We must admit that we don’t know what the right things are. A global threat like climate change may lead to goals like those set forth in the Paris Agreement, but how to implement them without wrecking our economies, which would in turn lead to political disruption and ultimately endanger the very same goals? Climate change is now clearly on the agenda of the digital industry, as NEXT19 has shown. It is a profoundly political question. There are no easy answers, despite what Greta Thunberg might think.

In Germany, we’ve had especially bad experiences with the dictatorships of the seemingly easy answers. Both fascism and socialism collapsed with devastating results. By contrast, post-war democracy wrote a huge success story. Why throw away democracy when faced with new challenges?

It has been said that democracy is the worst form of government except all the others that have been tried. (Winston Churchill)

Tech as an easy answer

The fragmentation of our societies brings people like Donald Trump, Jair Bolsonaro or Boris Johnson, who thrive on polarisation, into top positions. Their success is the reduction of complexity to simple narratives. But it seems that Greta Thunberg has more in common with Donald Trump than you would expect. Both resort to populist, easy answers to overwhelmingly complex questions, be it climate change or migration. Both appeal to the fears and anxieties of the masses.

And we as tech industry are guilty of the same offence: For decades, we touted tech as the solution and the benchmark everyone and everything simply must adapt to. Tech was our easy answer to every question. If you only have a hammer, every problem looks like a nail. We didn’t realise that we’re writing the rules others have to live by.

Jamie Susskind at NEXT19

The digital is political, stated Jamie Susskind. This is something our industry still needs to get used to. It means increased public scrutiny on our actions and omissions. It also means responsibility in the classic sense of the word: the ability to respond to the questions of the general public. No longer can we get away with ridiculing the oh so stupid politicians who don’t seem to get digital. We need to answer their concerns.

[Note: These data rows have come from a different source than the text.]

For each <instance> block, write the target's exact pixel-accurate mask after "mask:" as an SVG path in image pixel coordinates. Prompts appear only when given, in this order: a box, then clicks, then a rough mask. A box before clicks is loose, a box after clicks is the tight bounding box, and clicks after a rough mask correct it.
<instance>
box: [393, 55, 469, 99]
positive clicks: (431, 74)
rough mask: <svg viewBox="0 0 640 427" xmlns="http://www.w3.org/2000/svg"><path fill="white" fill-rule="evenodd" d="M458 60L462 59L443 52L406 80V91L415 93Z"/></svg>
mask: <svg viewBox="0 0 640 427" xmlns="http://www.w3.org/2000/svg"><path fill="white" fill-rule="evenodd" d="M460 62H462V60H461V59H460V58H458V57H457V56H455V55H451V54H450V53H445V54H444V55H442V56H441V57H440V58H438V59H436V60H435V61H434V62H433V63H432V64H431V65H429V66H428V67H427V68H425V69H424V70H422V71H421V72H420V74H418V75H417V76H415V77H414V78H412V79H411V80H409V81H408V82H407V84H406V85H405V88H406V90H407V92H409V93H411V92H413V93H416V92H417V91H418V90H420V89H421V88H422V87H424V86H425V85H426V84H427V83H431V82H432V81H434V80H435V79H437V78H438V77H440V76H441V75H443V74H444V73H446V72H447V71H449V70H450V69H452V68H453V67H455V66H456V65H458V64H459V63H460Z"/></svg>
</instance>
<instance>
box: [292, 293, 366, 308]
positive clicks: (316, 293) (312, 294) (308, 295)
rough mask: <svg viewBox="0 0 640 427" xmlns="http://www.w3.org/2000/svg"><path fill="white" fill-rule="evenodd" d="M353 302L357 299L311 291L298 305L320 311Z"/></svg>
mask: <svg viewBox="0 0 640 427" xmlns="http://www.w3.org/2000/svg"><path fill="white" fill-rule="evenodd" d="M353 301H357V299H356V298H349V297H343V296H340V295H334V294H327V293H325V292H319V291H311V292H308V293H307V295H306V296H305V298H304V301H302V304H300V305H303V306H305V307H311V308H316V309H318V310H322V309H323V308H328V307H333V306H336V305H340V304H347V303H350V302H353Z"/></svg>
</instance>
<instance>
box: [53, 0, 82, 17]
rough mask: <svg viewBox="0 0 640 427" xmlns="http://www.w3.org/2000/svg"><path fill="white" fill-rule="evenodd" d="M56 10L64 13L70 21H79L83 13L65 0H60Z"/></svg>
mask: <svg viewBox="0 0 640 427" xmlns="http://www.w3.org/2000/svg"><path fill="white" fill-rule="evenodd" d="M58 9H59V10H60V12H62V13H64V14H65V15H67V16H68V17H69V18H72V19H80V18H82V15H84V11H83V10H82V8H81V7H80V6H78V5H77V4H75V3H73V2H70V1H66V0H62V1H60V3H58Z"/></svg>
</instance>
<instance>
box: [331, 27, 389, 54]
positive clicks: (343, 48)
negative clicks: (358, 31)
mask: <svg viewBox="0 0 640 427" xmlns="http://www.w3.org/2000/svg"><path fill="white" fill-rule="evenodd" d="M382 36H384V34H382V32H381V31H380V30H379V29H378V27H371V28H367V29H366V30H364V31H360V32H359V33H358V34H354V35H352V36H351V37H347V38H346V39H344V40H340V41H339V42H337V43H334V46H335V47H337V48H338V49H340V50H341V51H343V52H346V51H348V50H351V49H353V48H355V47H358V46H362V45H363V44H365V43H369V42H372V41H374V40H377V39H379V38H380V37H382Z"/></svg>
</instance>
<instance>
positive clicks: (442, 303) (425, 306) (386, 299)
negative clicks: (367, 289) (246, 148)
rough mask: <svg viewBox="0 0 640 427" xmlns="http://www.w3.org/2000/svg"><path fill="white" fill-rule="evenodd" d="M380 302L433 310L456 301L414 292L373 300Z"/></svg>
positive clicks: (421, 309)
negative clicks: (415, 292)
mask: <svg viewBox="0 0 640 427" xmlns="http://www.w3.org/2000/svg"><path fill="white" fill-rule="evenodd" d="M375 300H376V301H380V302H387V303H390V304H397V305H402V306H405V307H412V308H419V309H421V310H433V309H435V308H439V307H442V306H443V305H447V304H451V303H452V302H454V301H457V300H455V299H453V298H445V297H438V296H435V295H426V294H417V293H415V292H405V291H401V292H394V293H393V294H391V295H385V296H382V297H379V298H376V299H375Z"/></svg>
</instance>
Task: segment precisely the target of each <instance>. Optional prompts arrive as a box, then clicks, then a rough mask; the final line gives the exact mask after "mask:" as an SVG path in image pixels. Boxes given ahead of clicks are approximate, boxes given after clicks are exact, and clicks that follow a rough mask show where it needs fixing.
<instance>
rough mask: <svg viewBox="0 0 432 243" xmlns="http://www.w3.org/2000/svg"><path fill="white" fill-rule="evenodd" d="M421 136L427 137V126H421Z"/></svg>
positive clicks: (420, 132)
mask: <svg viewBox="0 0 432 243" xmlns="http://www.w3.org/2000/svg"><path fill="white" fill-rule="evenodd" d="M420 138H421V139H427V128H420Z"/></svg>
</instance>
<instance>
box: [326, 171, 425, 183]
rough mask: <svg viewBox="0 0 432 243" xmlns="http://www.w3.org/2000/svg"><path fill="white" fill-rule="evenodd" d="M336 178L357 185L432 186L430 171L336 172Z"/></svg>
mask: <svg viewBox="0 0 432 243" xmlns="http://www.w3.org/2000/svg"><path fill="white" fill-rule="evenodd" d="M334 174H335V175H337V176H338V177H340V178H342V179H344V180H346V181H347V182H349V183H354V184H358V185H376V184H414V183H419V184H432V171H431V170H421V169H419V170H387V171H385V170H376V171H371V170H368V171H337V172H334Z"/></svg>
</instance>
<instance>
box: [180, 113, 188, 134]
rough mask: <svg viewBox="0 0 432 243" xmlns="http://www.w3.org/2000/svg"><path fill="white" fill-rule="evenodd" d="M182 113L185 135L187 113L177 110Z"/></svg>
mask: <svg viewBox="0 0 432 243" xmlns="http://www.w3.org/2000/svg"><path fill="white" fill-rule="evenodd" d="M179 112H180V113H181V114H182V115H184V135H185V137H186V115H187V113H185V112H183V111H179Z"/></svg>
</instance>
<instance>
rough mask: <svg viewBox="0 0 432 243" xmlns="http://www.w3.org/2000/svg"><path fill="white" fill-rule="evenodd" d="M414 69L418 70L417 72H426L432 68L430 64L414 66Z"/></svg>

But the ongoing shift is much broader, because of increasingly capable systems (think AlphaGo), increasingly integrated technology (the physical and the digital world are merging) and an increasingly quantified society (with loads of data). This transition has a massive impact on power, freedom, democracy, and justice, Jamie Susskind reminded us.

Finding out what the right things are

We can read the ongoing political struggles, be it in the US, the UK or elsewhere, as a fight about these four pillars of Western liberal societies: a fight for power, freedom, democracy, and justice. Tech plays an important rule in that fight, since software engineers are hardcoding the rules others must follow. They are becoming social engineers, as Susskind puts it.

We, as tech industry, are engineering reality in a so far unknown way. Political players like Trump, but also Thunberg, are using our tools to further their agenda. This process of both engineering and using technology changes, many would say endangers, democracy and society.

In a democratic society, the process of finding out what the right things are is tedious and takes time. What’s right and what’s not is up to continuous debate, inside a constitutional frame that rules out extremism and violence. But people providing easy answers to complex questions get their tailwinds through tech.

We are facing a tough question that has been in the air since the dot-com craze: The old rules no longer seem to apply, but the new rules aren’t very clear yet. We still have to write them. Our world looks like a kind of Wild West scenario. It’s a good thing that tech has empowered us to do anything. Now let’s find out the right things to do.